第5話 今日は土曜日だから

 そういえば皆んなはスーパーで何を買う?


 私は決まってルイボスティーかな。


 前まではほうじ茶だったけど、ちょっと味変。


 おしゃれでしょ?ルイボスティーなんて。


 なんて頭の独り言も馬鹿馬鹿しくなるくらい、私は狂えない。


 何からもはみ出さない小さな身体の人間だ。


 自分や環境からはみ出した事がない。


 親を亡くしてからもう15年くらい経つのに、あの日の感情は思い出せないくらい霞んでいる。

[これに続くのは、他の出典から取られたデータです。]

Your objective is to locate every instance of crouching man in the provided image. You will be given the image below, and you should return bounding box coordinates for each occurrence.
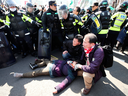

 それがこういう、ふと何かに手を伸ばした時とかにたまに思い出す。


 でも届かないのよね。


 どこにも達しない。


 棚のペットボトルを取っているようで、その間の何かを掴もうとしては、何も手に当たらず、結局は冷えたペットボトルに到達してしまう。


 分からないけど、何処かに、日常の何処かにあの日に戻れるきっかけがある気がしてしまう。


 ひょんなきっかけが、この地獄のような日々を変えられるスイッチがある気がする。


 それを私は自分では分からない内に探しては、またハズレ、またハズレと掴めないでいる。


 だから毎日小さな絶望に当たり、それを溜め込んでいるのかもしれない。


 どうせ大抵の人はお母さんと手を伸ばせば、なに?って掴んでくれるんだろうな。


 お父さんって呼べば、なんだ?って振り返ってくれるんだろうな。


 どれも笑顔で。


 「ハハ」


 冷たいペットボトルが当たった。


 ハズレだ。


 悔しいのか、ペットボトルの蓋の下の窪みを握り込み、ゆっくりと前に倒した。


 そしていつものように、ガタンと音が鳴り、後ろに並ぶペットボトルが前に来ようとするのを、何故か止めたくなった。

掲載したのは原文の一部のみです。